In [1]: @xarray.register_dataarray_accessor('foo')
...: class Foo:
...: def __init__(self, obj):
...: self.obj = obj
...: self.x = 1
...:
...:
In [2]: a = xarray.DataArray()
In [3]: a.foo.x
Out[3]: 1
In [4]: a.foo.x = 2
In [5]: a.foo.x
Out[5]: 2
In [6]: a.roll().foo.x
Out[6]: 1
In [7]: a.copy(deep=False).foo.x
Out[7]: 1
While in the case of _to_temp_dataset
it could be possible to spend (substantial) effort to retain the state, on the case of copy() it's impossible without modifying the accessor duck API, as one would need to tamper with the accessor instance in place and modify the pointer back to the DataArray/Dataset.
This issue is so glaring that it makes me strongly suspect that nobody saves any state in accessor classes. This kind of use would also be problematic in practical terms, as the accessor object would have a hard time realising when its own state is no longer coherent with the referenced DataArray/Dataset.
This design also carries the problem that it introduces a circular reference in the DataArray/Dataset. This means that, after someone invokes an accessor method on his DataArray/Dataset, then the whole object - including the numpy buffers! - won't be instantly collected when it's dereferenced by the user, and it will have to instead wait for the next gc
pass. This could cause huge increases in RAM usage overnight in a user application, which would be very hard to logically link to a change that just added a custom method.
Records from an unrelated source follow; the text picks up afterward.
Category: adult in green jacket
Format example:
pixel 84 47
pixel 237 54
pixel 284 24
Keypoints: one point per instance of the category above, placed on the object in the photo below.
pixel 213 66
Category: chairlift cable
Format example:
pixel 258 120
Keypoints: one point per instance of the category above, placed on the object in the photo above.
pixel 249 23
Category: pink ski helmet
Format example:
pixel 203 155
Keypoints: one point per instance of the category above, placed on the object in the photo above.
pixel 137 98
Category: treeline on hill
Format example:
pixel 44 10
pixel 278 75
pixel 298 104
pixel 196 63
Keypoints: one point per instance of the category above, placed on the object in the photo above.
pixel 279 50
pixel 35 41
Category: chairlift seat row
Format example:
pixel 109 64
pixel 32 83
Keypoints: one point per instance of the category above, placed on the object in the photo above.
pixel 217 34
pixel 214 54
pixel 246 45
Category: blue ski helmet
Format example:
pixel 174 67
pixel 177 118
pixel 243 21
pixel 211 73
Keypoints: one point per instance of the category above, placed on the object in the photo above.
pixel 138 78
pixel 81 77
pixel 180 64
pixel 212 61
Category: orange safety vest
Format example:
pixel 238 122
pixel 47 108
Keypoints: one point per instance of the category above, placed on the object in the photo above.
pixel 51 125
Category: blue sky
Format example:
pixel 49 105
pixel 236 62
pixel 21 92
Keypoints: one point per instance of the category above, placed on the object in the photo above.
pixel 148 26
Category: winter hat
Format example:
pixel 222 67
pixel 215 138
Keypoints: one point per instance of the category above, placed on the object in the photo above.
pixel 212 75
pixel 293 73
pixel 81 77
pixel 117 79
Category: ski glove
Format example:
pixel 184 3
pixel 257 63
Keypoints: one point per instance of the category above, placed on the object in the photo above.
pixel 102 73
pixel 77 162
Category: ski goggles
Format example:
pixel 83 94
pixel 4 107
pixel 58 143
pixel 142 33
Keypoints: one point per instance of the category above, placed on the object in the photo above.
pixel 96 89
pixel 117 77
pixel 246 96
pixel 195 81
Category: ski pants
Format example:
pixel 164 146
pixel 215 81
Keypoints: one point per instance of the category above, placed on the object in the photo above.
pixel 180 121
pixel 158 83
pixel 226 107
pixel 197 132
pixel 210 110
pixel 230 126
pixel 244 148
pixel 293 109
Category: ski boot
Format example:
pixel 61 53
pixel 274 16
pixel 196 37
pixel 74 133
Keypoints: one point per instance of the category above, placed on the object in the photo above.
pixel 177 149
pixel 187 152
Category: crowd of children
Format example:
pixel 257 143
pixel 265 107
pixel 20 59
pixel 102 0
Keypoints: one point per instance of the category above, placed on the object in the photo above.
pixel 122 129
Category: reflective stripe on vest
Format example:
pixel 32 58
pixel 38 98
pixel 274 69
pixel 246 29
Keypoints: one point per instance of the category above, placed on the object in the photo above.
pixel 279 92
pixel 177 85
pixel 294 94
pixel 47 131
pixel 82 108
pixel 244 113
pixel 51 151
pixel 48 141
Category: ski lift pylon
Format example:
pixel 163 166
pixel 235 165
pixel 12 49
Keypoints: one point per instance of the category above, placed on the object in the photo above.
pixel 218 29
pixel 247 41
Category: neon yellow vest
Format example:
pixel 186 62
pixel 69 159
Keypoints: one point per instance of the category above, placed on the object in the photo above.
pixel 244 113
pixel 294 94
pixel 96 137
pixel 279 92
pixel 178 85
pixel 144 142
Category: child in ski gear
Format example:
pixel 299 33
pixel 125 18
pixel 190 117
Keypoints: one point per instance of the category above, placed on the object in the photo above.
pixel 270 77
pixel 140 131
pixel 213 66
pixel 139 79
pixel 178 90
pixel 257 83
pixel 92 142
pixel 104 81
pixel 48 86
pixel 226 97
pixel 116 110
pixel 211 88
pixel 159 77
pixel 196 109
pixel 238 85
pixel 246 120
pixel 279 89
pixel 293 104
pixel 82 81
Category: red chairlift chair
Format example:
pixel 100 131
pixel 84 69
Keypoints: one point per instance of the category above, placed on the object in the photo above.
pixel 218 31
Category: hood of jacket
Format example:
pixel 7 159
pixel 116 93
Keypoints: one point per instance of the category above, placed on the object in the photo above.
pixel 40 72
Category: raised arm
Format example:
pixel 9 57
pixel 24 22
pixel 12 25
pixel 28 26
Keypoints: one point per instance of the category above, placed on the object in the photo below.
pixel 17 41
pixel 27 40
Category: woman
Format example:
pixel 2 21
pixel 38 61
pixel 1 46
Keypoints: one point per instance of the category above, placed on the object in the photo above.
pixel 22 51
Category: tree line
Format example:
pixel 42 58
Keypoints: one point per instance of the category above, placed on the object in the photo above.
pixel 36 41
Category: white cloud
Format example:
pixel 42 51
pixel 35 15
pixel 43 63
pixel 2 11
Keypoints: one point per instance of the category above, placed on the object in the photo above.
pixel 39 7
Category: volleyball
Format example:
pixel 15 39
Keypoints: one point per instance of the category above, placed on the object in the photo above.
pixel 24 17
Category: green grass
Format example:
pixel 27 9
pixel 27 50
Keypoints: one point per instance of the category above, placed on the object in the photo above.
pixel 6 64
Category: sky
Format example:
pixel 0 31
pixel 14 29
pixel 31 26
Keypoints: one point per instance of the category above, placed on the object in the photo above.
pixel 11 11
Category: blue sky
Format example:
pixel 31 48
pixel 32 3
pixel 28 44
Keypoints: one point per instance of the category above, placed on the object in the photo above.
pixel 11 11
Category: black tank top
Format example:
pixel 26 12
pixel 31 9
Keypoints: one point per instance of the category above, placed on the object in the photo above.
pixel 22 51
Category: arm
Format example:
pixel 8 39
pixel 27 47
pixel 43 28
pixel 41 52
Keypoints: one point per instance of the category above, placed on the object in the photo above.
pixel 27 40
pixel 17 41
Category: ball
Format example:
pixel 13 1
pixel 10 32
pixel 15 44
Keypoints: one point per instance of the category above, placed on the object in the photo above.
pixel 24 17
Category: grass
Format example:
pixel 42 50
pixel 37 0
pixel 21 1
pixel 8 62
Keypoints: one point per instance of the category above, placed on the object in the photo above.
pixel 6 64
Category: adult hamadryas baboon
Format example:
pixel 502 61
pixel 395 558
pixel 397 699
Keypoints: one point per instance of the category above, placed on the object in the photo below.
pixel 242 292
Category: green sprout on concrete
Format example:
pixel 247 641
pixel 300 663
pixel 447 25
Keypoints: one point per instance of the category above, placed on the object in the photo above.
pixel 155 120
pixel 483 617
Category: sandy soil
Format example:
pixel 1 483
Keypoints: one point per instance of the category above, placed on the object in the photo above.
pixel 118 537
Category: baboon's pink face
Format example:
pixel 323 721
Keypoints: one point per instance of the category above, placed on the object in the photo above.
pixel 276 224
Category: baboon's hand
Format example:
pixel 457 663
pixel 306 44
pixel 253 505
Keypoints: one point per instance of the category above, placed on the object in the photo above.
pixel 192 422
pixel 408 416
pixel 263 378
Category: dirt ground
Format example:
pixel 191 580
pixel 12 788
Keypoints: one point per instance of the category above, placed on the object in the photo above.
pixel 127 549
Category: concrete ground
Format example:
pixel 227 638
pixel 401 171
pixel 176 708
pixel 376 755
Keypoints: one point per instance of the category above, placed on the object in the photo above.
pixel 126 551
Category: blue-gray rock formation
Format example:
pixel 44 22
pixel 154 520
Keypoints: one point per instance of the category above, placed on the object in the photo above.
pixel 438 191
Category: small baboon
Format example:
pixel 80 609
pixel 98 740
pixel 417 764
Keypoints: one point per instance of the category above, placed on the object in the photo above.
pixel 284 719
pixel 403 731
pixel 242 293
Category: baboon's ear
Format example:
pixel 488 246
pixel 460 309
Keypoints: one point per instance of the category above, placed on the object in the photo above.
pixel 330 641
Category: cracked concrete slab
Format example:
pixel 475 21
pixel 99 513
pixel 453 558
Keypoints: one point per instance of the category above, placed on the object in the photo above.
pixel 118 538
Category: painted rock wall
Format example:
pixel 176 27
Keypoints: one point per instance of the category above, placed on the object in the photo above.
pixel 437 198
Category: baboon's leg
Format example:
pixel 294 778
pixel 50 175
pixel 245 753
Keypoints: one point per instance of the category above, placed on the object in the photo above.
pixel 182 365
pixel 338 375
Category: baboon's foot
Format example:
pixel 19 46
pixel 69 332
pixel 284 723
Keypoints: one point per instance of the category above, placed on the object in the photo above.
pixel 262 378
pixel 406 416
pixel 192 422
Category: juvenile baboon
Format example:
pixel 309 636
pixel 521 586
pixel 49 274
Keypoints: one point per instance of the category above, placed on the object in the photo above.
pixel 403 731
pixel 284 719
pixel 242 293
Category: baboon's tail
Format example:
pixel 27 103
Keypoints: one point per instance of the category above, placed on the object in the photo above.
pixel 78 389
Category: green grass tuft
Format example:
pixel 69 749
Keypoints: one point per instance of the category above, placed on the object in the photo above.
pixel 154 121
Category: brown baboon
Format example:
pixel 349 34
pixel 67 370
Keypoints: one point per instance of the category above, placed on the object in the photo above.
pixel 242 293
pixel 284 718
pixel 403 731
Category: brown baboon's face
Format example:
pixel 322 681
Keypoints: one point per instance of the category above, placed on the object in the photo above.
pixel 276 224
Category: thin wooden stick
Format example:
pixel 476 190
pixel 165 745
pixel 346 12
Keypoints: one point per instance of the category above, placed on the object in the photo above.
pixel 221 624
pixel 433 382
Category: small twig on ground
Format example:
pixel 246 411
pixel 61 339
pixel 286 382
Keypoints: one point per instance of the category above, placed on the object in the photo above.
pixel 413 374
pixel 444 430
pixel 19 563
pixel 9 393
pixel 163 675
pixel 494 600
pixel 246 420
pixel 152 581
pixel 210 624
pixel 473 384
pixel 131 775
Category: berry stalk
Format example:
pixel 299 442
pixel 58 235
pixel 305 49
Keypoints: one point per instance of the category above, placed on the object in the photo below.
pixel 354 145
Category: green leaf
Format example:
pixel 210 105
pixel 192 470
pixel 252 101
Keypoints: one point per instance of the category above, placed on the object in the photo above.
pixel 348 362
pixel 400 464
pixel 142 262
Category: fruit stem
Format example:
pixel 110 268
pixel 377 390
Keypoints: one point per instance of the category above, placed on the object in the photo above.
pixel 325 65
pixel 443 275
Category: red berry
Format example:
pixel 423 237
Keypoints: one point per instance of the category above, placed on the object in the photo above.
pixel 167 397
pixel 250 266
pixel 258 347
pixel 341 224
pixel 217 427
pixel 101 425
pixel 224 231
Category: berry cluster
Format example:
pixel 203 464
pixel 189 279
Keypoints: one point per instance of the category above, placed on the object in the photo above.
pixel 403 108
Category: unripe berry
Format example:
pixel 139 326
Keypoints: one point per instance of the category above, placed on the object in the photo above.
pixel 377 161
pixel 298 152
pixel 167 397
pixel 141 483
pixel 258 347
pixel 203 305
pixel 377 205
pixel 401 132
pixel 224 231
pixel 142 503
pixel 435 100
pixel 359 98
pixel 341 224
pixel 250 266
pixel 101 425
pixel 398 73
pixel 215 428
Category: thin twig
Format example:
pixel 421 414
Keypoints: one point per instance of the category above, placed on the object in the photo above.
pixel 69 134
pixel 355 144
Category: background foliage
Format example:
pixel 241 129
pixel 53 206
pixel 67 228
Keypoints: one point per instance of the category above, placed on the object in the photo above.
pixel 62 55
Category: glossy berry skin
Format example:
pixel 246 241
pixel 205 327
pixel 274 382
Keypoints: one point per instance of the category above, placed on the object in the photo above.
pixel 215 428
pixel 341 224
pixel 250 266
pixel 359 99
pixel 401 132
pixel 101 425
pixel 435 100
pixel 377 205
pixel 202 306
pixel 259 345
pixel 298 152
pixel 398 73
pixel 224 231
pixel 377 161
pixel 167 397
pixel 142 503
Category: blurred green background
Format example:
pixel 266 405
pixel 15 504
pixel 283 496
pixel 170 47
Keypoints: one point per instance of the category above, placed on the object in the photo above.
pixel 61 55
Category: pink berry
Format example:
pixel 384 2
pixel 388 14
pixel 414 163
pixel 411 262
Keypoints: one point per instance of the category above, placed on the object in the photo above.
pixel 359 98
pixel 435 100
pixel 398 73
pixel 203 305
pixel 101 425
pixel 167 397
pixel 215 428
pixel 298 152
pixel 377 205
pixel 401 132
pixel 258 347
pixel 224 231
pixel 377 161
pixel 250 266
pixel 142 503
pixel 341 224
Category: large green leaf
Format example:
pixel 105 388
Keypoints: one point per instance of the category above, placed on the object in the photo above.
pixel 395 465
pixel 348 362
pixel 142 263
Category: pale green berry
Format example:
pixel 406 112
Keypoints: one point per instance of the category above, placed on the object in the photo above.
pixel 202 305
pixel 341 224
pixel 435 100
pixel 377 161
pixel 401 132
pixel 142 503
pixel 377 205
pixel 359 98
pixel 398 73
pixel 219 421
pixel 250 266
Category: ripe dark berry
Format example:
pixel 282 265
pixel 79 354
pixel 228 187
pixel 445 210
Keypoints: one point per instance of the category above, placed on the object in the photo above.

Finally, with #3250, this statefulness forces us to increase the RAM usage of all datasets and dataarrays by an extra slot, for all users, even if this feature is quite niche.
Proposed solution
Get rid of accessor caching altogether, and just recreate the accessor object from scratch every time it is invoked. In the documentation, clarify that the __init__
method should not perform anything computationally intensive.